Kollektive Fastenzeit

Ein Beitrag zur Aktion "Kursgruß" von Dr. Michael Schindler, Pastoralreferent SE Ravensburg Mitte

Bild:Kollektive Fastenzeit  Eine pulsierende Wirtschaft und Gesellschaft, die vom Leitmotiv ständigen Wachstums angetrieben ist, fährt herunter und pausiert in Teilen komplett. Eine kollektive Entsagung. Ein aufgezwungenes Fasten von Sozialkontakten, vom Shoppen, vom Abgeben von Kindern an Schule und Kita, vom Reisen, vom gemeinsamen Sporttreiben oder -schauen, von kulturellen Veranstaltungen und von vielem weiteren mehr. Und sofort merken wir, dass solch einschneidendes Fasten enorme ökonomische Kosten verursacht, wie viele Menschen dadurch keine Einkünfte mehr haben, wie es zu einer wirtschaftlichen Dynamik nach unten kommen wird, die durch ungeheure staatliche Geldsummen abgefedert werden soll. Und die psychischen Kosten, die die Kontaktsperre bedeutet, gerade für die Menschen in Pflegeheimen oder auf der Straße sind noch gar nicht abzusehen.

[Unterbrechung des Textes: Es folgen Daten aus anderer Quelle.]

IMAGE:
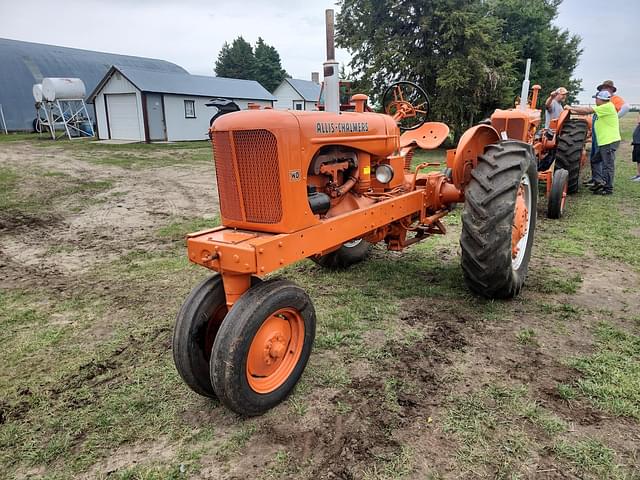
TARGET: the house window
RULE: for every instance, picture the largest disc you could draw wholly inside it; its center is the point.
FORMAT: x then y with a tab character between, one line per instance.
189	109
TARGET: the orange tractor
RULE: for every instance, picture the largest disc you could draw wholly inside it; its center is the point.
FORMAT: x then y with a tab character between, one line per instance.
559	150
326	186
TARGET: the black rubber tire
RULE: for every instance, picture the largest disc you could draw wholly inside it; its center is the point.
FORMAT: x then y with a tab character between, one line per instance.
197	325
229	356
345	256
487	219
569	150
555	206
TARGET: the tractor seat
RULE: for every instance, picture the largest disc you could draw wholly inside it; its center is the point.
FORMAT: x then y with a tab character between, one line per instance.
428	137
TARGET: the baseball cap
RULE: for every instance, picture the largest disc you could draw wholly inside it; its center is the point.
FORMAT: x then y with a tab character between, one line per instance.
607	83
603	95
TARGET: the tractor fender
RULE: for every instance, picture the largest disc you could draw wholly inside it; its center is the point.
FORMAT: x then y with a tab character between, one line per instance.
471	145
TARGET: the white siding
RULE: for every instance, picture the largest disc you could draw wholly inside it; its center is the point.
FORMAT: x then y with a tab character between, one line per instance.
116	84
180	128
286	95
124	120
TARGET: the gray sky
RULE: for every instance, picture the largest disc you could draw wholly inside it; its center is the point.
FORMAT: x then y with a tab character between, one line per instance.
191	32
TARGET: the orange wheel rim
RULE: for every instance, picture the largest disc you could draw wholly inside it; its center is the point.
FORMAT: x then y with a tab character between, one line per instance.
521	220
275	350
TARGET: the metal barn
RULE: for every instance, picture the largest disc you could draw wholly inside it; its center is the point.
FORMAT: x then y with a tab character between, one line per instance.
24	63
141	105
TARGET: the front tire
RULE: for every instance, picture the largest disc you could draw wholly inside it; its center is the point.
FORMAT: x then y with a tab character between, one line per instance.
569	150
558	194
348	254
262	347
498	220
197	326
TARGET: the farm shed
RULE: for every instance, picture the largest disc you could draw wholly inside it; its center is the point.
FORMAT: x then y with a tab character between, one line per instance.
143	105
296	94
26	63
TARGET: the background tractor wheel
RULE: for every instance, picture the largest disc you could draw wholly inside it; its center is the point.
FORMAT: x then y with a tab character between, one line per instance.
348	254
263	346
558	193
196	328
498	220
569	150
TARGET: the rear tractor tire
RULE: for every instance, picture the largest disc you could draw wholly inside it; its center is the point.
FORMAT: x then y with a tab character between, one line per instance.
348	254
197	325
498	220
569	150
262	347
558	194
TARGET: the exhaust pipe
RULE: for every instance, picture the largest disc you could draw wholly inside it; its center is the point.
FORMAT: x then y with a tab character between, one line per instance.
331	79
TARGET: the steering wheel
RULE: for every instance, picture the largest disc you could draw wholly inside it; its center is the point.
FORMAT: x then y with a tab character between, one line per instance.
407	103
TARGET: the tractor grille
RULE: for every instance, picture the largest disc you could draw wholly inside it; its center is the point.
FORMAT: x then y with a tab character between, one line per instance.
514	127
248	175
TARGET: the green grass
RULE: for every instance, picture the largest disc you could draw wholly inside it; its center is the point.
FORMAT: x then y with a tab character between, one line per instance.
178	228
26	192
527	336
611	376
18	137
589	458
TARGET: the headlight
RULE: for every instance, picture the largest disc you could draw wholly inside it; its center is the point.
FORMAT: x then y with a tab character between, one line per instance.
384	173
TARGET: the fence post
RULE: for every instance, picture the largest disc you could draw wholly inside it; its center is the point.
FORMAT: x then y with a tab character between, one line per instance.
4	123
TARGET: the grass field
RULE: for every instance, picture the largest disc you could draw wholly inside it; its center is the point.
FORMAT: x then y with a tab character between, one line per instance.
411	377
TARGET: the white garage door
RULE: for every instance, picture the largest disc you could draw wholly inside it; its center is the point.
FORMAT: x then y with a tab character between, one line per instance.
123	117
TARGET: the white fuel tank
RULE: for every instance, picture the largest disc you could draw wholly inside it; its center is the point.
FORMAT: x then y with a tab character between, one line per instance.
37	92
62	89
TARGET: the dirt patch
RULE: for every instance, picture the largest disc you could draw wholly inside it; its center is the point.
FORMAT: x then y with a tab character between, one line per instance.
130	456
375	414
609	286
79	231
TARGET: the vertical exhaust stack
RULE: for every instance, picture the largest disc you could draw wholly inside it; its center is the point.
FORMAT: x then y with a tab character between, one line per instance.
524	93
331	80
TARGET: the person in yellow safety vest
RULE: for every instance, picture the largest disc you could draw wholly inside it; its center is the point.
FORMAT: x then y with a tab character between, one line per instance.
607	130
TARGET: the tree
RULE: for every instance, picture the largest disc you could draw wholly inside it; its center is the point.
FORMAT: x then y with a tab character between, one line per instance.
467	54
554	53
236	60
268	69
240	60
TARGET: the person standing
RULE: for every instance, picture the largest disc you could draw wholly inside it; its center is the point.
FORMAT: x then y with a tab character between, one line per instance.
607	130
553	105
622	108
635	155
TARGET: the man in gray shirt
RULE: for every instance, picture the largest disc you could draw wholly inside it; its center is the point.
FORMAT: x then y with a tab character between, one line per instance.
553	105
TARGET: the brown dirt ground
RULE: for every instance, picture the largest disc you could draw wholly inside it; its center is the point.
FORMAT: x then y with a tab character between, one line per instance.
456	352
120	220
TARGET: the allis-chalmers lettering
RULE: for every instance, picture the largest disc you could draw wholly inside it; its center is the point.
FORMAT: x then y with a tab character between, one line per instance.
342	127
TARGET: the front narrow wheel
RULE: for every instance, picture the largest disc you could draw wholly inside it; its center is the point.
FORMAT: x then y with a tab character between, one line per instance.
558	194
197	325
498	220
348	254
262	347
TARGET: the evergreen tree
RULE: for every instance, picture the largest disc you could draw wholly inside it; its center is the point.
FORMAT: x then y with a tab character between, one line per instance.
467	54
236	60
268	69
240	60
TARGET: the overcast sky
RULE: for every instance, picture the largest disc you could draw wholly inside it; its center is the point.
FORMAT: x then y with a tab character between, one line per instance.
191	32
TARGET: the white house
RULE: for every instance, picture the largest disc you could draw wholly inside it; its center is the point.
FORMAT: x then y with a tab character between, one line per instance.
296	94
145	105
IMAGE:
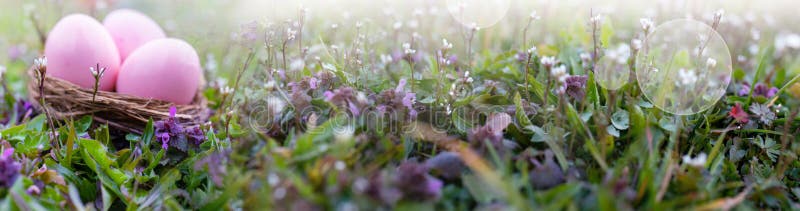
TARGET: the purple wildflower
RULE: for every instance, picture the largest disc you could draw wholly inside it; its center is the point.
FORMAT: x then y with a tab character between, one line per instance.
9	168
312	83
522	56
416	184
764	90
15	52
493	133
574	86
345	97
398	98
759	90
171	130
164	139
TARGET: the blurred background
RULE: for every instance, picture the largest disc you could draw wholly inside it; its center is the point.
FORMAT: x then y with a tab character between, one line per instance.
211	25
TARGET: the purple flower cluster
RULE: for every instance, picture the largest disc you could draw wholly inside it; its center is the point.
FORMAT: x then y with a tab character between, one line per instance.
170	130
492	132
9	168
398	99
759	90
415	182
546	174
575	86
345	97
411	181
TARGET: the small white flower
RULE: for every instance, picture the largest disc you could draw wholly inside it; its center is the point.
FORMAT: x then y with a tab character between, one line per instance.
386	59
647	24
636	44
560	73
226	90
269	85
276	105
95	72
474	27
687	77
718	15
407	49
585	56
446	45
548	61
40	62
532	50
597	19
290	34
534	15
343	134
698	161
711	63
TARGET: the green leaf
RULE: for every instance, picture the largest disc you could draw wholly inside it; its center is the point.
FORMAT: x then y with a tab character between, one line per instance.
612	131
96	154
620	119
520	112
480	191
33	144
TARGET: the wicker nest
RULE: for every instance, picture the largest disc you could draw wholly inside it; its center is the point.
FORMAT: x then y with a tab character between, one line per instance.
121	112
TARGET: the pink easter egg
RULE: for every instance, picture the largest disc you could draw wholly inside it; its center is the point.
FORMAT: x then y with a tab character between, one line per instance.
164	69
130	30
76	43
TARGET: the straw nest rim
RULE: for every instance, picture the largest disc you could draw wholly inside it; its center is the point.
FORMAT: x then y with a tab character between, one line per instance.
126	113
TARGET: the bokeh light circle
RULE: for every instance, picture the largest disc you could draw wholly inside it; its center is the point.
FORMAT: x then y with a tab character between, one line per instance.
683	67
480	13
612	70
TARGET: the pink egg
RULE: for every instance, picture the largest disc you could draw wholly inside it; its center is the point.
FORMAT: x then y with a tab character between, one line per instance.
76	43
164	69
130	30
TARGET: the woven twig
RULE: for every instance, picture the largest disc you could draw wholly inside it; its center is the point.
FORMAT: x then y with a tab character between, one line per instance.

Doch zugleich zeigt sich, dass diese kollektive Erfahrung auch zu einem neuen und so nicht gekannten Gemeinschaftsgefühl führt. Denn in unserer pluralen Gesellschaft, die sonst in vielerlei oft gegeneinander undurchlässige Milieus zerteilt ist, ist eine solch kollektive Erfahrung, die alle betrifft, jung und alt, reich und arm, welcher Herkunft, Kultur, Religion auch immer, etwas völlig Neues. Natürlich bleiben auch jetzt Unterschiede, ob man mit einer Familie in einer kleinen Wohnung oder einem großen Haus wohnt, wie gut die Internetverbindung ist, ob Kinder beim Homeschooling von den Eltern gecoacht oder tagelang mit ihrem Smartphone alleine gelassen werden. Und doch ist es noch nie dagewesen, dass alle denselben Einschränkungen unterworfen werden, von denen man sich nicht freikaufen kann, ja dass es sogar in den Kirchen zu einem Gottesdienstfasten gekommen ist.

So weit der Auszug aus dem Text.